Cuando el sitio donde emprendes no importa





15.4.19 / Juan Giménez



La tecnología, la dinámica de las redes sociales, la fácil conexión desde cualquier ciudad, las facilidades para realizar pagos, han incentivado el desarrollo de servicios virtuales, los cuales pueden ser contratados desde cualquier lado. Esta posibilidad ha sido detectada por muchos profesionales, de diversas áreas, emprendedores que aprovechan las oportunidades que ofrece la tecnología y la dinámica social.





Según experiencias cercanas, así como por la propia, existen algunos mitos y realidades sobre el trabajo a distancia, a continuación, un resumen:


Tienen tiempo de sobra (Falso).

En caso de que el emprendimiento sea exitoso, el emprendedor deberá dedicar muchas horas a atender su negocio. Si bien no es necesario trabajar en horario de oficina, el esfuerzo requerido suele ser mayúsculo.


Montar publicidad en redes sociales y en google es suficiente para acceder a clientes (Falso).

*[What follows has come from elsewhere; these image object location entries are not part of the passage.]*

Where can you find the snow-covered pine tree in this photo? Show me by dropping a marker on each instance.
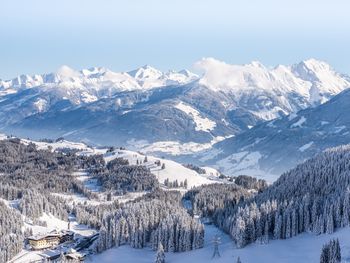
(160, 256)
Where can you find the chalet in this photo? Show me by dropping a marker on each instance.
(49, 240)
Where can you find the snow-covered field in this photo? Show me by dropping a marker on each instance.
(172, 171)
(173, 147)
(305, 248)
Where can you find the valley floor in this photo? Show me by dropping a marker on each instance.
(305, 248)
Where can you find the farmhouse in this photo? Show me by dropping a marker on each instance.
(50, 239)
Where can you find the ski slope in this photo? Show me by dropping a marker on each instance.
(305, 248)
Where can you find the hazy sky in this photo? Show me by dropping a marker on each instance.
(38, 36)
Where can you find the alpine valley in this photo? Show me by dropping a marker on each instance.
(233, 117)
(233, 163)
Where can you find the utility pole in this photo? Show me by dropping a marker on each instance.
(216, 241)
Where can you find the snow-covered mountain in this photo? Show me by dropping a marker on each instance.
(171, 112)
(278, 145)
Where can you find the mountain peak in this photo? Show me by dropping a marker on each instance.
(65, 72)
(145, 72)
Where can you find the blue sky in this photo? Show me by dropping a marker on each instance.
(38, 36)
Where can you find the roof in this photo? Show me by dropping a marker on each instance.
(53, 233)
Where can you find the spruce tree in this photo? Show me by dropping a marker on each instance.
(160, 256)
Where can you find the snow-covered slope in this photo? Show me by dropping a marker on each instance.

Debe existir algo en especial en el servicio que se ofrece por lo cual las personas estén dispuestas a pagar. La mejor sugerencia es contar con buenos comentarios, testimonios por parte de los clientes, para lograrlo, se debe ofrecer un buen servicio.


En un mundo tan grande, seguro hay espacio para mi proyecto (Falso).

Aunque haya 7 mil millones de personas en el mundo, los productos y servicios que se ofrecen deben ser requeridos y generar emociones en sus usuarios para que utilicen su dinero en su adquisición.


La recomendación en este caso es buscar realizar las primeras ventas con la familia, amigos y conocidos, para adquirir las primeras buenas recomendaciones. Un detalle que se debe solucionar, quizás con alguna complicación en medios no físicos, es la generación de confianza. Debe existir una estrategia que promueva la seguridad en el producto por parte de los clientes. Los testimonios pueden ser muy importantes, las redes sociales en este punto pueden resultar fundamentales.


De cualquier modo, es un reto para el empresario, hacer visibles las buenas opiniones que puedan existir sobre su producto. Algo que se debe buscar a toda costa y representa la solución definitiva para quienes desean ofrecer sus servicios en todo el mundo, es la competitividad. Si logra desarrollar una propuesta de valor importante para los clientes, estos la verán como una inversión, como algo por lo que vale la pena pagar.


Comparar tus servicios con los ofrecidos por otros colegas, por los mejores del área, puede ser un ejercicio poderoso para identificar elementos que hagan más atractivo lo que ofreces al mercado, los cuales en suma, pueden generar el atractivo necesario para competir en cualquier parte del mundo.